For individuals with substantial estates, 2012 presents what may be a “once in a lifetime” opportunity to take advantage of the Federal gift tax exemptions.  Gifts to family members can be a favorable way to “shrink” your estate to avoid estate tax on death.  Here is a summary of what you can give away in 2012 free of Federal gift tax:
  • $13,000 per recipient ($26,000 if your spouse joins in the gift) to an unlimited number of recipients.  So if you have 3 children and 5 grandchildren, you and your spouse can give away $208,000 in 2012 free of Federal gift tax.  In addition, you do not have to report these gifts on a gift tax return and these gifts will not be deducted from your lifetime $5.12 million gift tax exemption.
  • Up to $5.12 million (your current lifetime gift tax exemption) – at least up until December 31, 2012.  After that date Congress is likely to reduce the lifetime exemption, possibly to as low as $1,000,000.  At this writing it is uncertain where Congress will come down on this issue, although the current $5.12 million exemption is not likely to survive.  Gifts that utilize your lifetime exemption must be reported on an annual gift tax return.

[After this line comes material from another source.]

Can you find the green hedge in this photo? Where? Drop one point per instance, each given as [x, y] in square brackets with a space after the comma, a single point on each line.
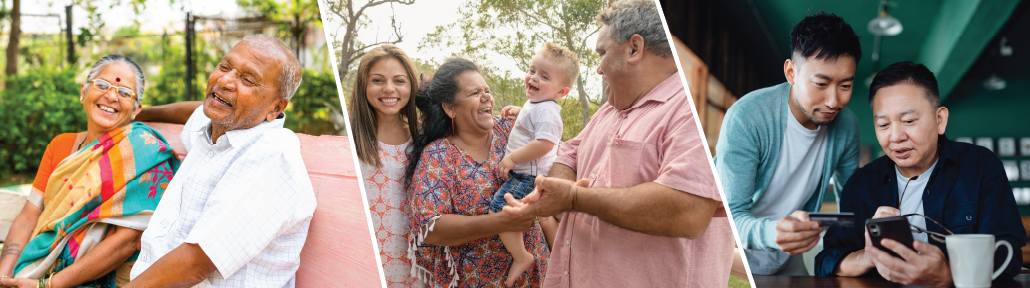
[35, 107]
[307, 113]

  • Gifts to a spouse are not subject to gift tax.
  • Gifts to a qualified charity are not subject to gift tax.  An additional benefit to charitable gifts is their eligibility for a charitable deduction on your Federal income tax return.

Because the current lifetime gift tax exemption of $5.12 million per person is likely to drop after December 31, 2012, this year presents significant planning opportunities for wealthy individuals who wish to reduce the size of their taxable estate for Federal estate tax purposes.  However, while it is simple to articulate that a husband and wife could give away up to $10.24 million during 2012, thereby significantly reducing the size of their Federal taxable estate, the potentially large tax savings is offset by the notion that you must actually and irrevocably give away this much money or property.  Writing a check this large, even if payable to family members, requires a hard swallow and raises significant collateral questions.  Will you have enough left to live comfortably after the gift?  Are the recipients of the gift capable of managing it properly?  Compounding the dilemma is the fact that to qualify as a gift, the donor must retain no control whatsoever as to its ownership or use by the recipient.  There are no easy answers to these thorny questions.

Where Congress goes after December 31, 2012 remains a mystery and we will do our best to keep you informed on this important issue.